Pennar Industries hosted a
conference call on Nov 10, 2023. In the conference call the company was
represented by Aditya Rao - Vice Chairman & Managing Director.
Key takeaways of the call
Fall in revenue in Q2FY24
was is in line with its stated intent to replace its low margin
revenue with higher margin products and services. The water
EPC, solar EPC and Retail revenue which together was over Rs 100 crore in
Q2FY23 has been replaced with higher margin and sustainable revenue business
verticals such as pre-engineered buildings division, tubes division, process
industry equipment business and body in white.

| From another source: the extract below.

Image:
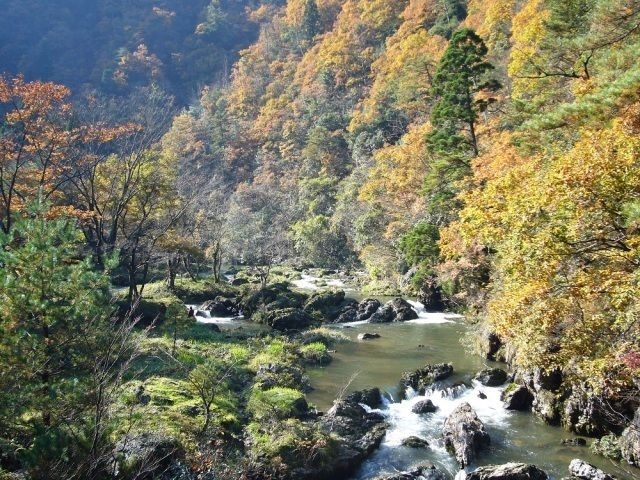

Despite the combination of
increase in high margin revenue stream and exit from non growing revenue
streams, the company does project revenue growth for FY24. Moreover the revenue
for FY24 will be its highest ever revenue in absolute terms. Expect revenue
to keep growing from its current base.
On profitability front as while the
company replace lower margin revenue and also scale its PEB, hydraulics, engineering services, and
PGI businesses, the margin continue to witness improvement.
Consolidated PBT was up 38%YoY in
Q2FY24 and this is as per its forecast, and the company is confident of further
profit growth in the remainder of the year. Consolidated EBITDA margin is at
9.35% and better revenue mix and growth in revenue to facilitate EBITDA margin
increase.
PEB – Revenue of Pre engineered
Building in India and Ascent Building (step down subsidiaryü in USA) has increased during the year. Commissioning
Raebarele plant by Feb 2024. With this
the company will reach a revenue run rate of Rs 88 crore/month for PEB from
current about Rs 72 crore/month. The order book of PEB India is Rs 550 Crore
and Ascent is USD 40 Million. For that
new plant the company is ramping up the
order book.
Expect revenue continue to
increase and sustain the growth momentum for current fiscal. Q3FY24 standalone
revenue will be better than Q2FY24 and Q4FY24 revenue will be better than Q3FY24.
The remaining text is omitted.